# Good Jumping Spider 'Starter Kit'?



## CuriousCreatures (Jan 7, 2015)

Hi everyone! I'm hoping to pick up a jumping spider at the South-East Arachnid Show on the 25th. I'm a beginner and so will need to prepare a habitat for the spider in advance. I was hoping someone could tell me if any of these starter kits would be suitable for one of the 'large' jumping species, such as Hyllus Diardi or Hyllus Giganteus - I'm not sure exactly what I'll find at the show.

NEW STYLE Komodo Spider Invert Starter Kit Ideal for Tarantulas Snails Scorpion! | eBay
Exotic Pets Praying Mantis Starter Kit - Complete Invert Starter Kit
http://www.thespidershop.co.uk/adult-tarantula-starter-p-531.html#prettyPhoto
Komodo Spider or Scorpion Starter Kit | Swell Reptiles

I'm already aware that giving a jumping spider a pool of water is a big no-no, and to mist the sides of the tank instead. But do jumpers even require a heating mat? And would it be the right temperature? There seems to be a lot of conflicting information on this.


----------



## Galiea (Jan 18, 2012)

Hi there, my only advice on the linked set ups is to keep your money. You can make your own enclosure out of a tall plastic box, the type you can pick up from the pound shop. 

If you are looking for more of a "display" enclosure then have a look at The Spider Shop for tall display tanks. Height is far more important than ground space, and you should provide cork bark and plants for the spider to climb onto. 

For substrate, use coco fibre brick. Any pets at home or reptile shop will sell this. You won't need a heat mat either unless your house is freezing, the same applies to the thermometer and hygrometer, they are unnecessary. 

Spray the enclosure 1-2 times a week and the spider will look after itself. Feed small roaches (Like Turkistan roaches) or flies.


----------



## CuriousCreatures (Jan 7, 2015)

Thank you for the advice.  Though it's come rather too late as I bought the spider and all her accessories over 2 months ago. I went with the Komodo kit in the end, which is excellent quality and included the coco fibre you mentioned.

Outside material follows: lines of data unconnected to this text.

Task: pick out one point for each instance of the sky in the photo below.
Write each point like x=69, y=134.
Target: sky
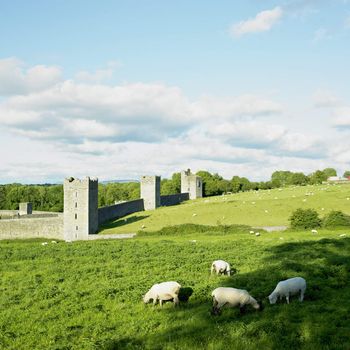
x=120, y=89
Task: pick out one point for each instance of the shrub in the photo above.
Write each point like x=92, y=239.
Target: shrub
x=305, y=218
x=336, y=218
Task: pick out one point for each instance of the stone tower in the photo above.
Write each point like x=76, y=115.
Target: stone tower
x=192, y=184
x=25, y=208
x=150, y=192
x=80, y=208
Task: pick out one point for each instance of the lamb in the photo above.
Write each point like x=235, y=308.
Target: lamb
x=232, y=297
x=220, y=266
x=163, y=291
x=288, y=287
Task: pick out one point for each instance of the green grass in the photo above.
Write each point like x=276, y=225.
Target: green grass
x=258, y=208
x=87, y=295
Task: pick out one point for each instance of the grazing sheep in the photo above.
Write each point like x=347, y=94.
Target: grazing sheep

However, having got to know the behaviour of this jumping spider I agree with you that a tall display terrarium would have been better. Fluff as she is known has made herself at home now so I won't uproot her from her current dwelling, but when the time comes to get another jumper I will get a tall tank for him/her.

In the current climate I'm actually having to mist the terrarium at least 2 times a day to maintain the 80% humidity that Polyped (who I bought the spider from) recommended to me for this particular species. Once or twice a week isn't nearly enough it seems. I am currently using the heat pad that came with the starter kit as my house is indeed freezing, though hopefully once summer finally arrives I can pack it away.

This particular jumper has zero interest in flies - currently I'm feeding her mini-mealworms and she just loves 'em. But I like your suggestion of the roaches, I'll see if I can get some of those when the mealies run out.


----------